As a skin therapist I promote skin health and advise all of my clients to use a moisturiser with an SPF to protect the skin against UV which can lead to premature aging, pigmentation, skin damage and Cancer.
Skin cancer risk factors (Cancer Research website)
There are now so many products on the market containing Skin Protection Factor to shield our skins against UV, and this is something that I promote to my clients with Dermalogica's vast range of SPF skin products!
One of my clients recently was diagnosed with Vitamin D deficiency. I knew about about the condition because my mum also suffered from the condition. More and more people seem to be being diagnosed with it which is worrying. Vitamin D is absorbed through the skin from the sun. We need vitamin D so that our bodies can absorb calcium for healthy bones. Catch 22 situation! Protect our skins from UV to prevent cancer but can protecting too much lead to Vitamin D deficiency?
With my lab coat on I went on a mission to find out a bit more about this condition and to find out if using a moisturiser or other skin product with SPF in it can make you deficient in Vitamin D!
Vitamin D maintains proper calcium levels in the body. The bones, nervous system and immune system depend on calcium for proper functioning. Without vitamin D, the body is unable to absorb and use calcium efficiently. Vitamin D deficiency weakens bones and leads to osteoporosis and rickets. People with vitamin D deficiency are prone to infection because of a poorly functioning immune system and are at an increased risk for cardiovascular complications.
Vitamin D and Sun
Your body manufactures vitamin D in a three-step process. The ultraviolet, or UV, radiation from sunlight stimulates skin cells to produce vitamin D precursors. The liver converts these precursors to calcidiol, which the kidneys change into the active form of vitamin D that the body can use. You may also obtain vitamin D through diet, although few foods naturally contain vitamin D.
What's the solution?
Only 10 to 15 minutes of sun exposure daily provides adequate levels of vitamin D. People who stay indoors, wear high-SPF sunscreens or have dark skin pigmentation may not absorb enough vitamin D from sunlight and may be at risk for vitamin D deficiency. These people should increase their dietary vitamin D. Fish oil and fatty fish such as salmon and tuna contain the highest amounts of naturally occurring vitamin D, with smaller amounts found in egg yolks, beef liver and cheese. Dietary vitamin D is also found in fortified foods, such as milk, orange juice and breakfast cereals, and nutritional supplements. According to the American Academy of Dermatologists (AAD), getting vitamin D from supplements is preferable to synthesis in the skin from sun exposure.

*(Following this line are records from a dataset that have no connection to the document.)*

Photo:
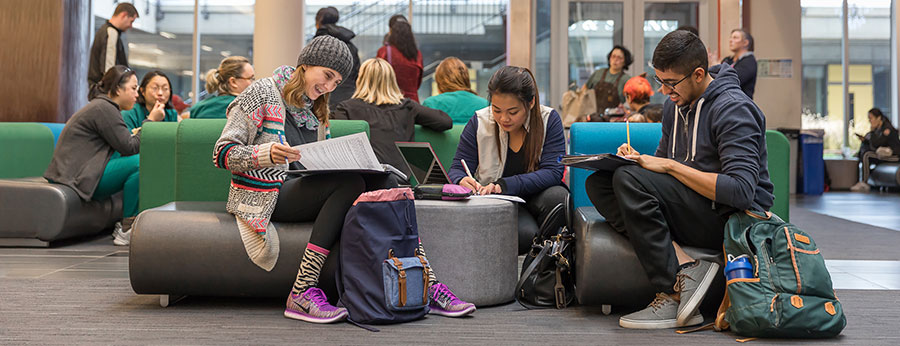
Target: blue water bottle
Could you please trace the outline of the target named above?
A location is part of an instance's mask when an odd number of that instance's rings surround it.
[[[732,258],[728,255],[728,263],[725,264],[725,279],[751,279],[753,278],[753,264],[747,254]]]

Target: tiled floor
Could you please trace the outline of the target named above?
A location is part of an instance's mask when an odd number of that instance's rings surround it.
[[[829,192],[821,196],[792,196],[792,204],[900,231],[900,194]],[[900,261],[826,263],[835,289],[900,290]],[[56,244],[50,249],[0,248],[0,279],[113,278],[128,278],[128,248],[112,245],[108,235]]]
[[[791,205],[900,231],[900,194],[897,193],[828,192],[819,196],[793,195]]]

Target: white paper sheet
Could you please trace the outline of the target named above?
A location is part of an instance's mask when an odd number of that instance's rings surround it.
[[[368,169],[384,171],[365,133],[294,146],[309,171]]]

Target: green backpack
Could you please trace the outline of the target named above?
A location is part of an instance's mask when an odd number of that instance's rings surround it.
[[[825,260],[806,232],[771,213],[735,213],[725,225],[724,250],[726,261],[748,255],[754,273],[727,281],[716,329],[730,326],[748,337],[825,338],[847,325]]]

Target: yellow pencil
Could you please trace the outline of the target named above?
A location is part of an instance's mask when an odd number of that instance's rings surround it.
[[[625,137],[628,141],[628,151],[631,152],[634,149],[631,148],[631,128],[628,126],[628,120],[625,120]]]

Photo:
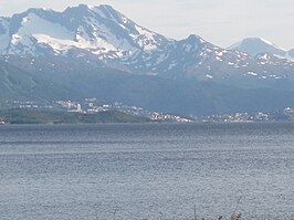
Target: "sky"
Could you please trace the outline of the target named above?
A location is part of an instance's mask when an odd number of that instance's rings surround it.
[[[294,0],[0,0],[0,15],[29,8],[111,4],[138,24],[172,39],[197,34],[222,48],[249,36],[294,49]]]

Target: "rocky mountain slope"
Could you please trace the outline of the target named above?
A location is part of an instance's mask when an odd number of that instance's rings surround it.
[[[293,103],[291,60],[273,51],[222,49],[198,35],[169,39],[109,6],[29,9],[0,18],[0,42],[3,64],[38,78],[36,85],[51,86],[54,94],[41,90],[28,98],[98,97],[182,114],[276,109]]]

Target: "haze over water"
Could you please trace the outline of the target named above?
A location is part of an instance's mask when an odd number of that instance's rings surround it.
[[[0,127],[1,219],[294,219],[294,124]]]

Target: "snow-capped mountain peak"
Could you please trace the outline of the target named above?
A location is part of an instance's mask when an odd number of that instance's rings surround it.
[[[241,42],[231,45],[229,50],[238,50],[250,55],[256,55],[265,52],[276,55],[285,55],[286,53],[286,50],[262,38],[246,38]]]
[[[0,20],[0,40],[1,54],[38,56],[83,49],[101,59],[154,50],[168,42],[106,4],[78,4],[63,12],[29,9]]]

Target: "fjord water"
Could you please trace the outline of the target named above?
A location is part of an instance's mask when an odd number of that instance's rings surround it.
[[[293,186],[294,124],[0,127],[0,219],[294,219]]]

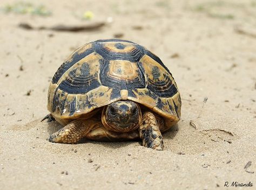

The AAD also states that unprotected UV exposure is not a safe method by which to obtain vitamin D. According to the Academy, “While UV radiation is one source of vitamin D, dermatologists argue that it is not the best source because the benefits of obtaining vitamin D through UV exposure cannot be separated from an increased risk of skin cancer.”
So does sunscreen block vitamin D production? Yes, but not enough to significantly impact vitamin D levels—and the benefits of wearing sunscreen far outweigh any perceived risk of inadequate vitamin D.
What does the International Dermal Institute at Dermalogica say....
I spoke to Dermalogica about this as they have a range of SPF products that I recommend to my clients. They explained that
"All our SPFs are protection from UVA & UVB Rays, not 100% block therefore will still allow vitamin D from the sun to filter through. The SPF protects from ageing and burning rays. The client could use Daily Defence SPF15, Skin Perfect Primer SPF30, Sheer Tint SPF20 or Redness Relief Primer as they have lower SPFs but obviously bear in mind that SPF 50 moisturisers (Dynamic Skin Recovery and Pure Light) really do help to prevent ageing and pigmentation. The body absorbs its daily intake of vitamin D in less time than it takes for the skin to burn".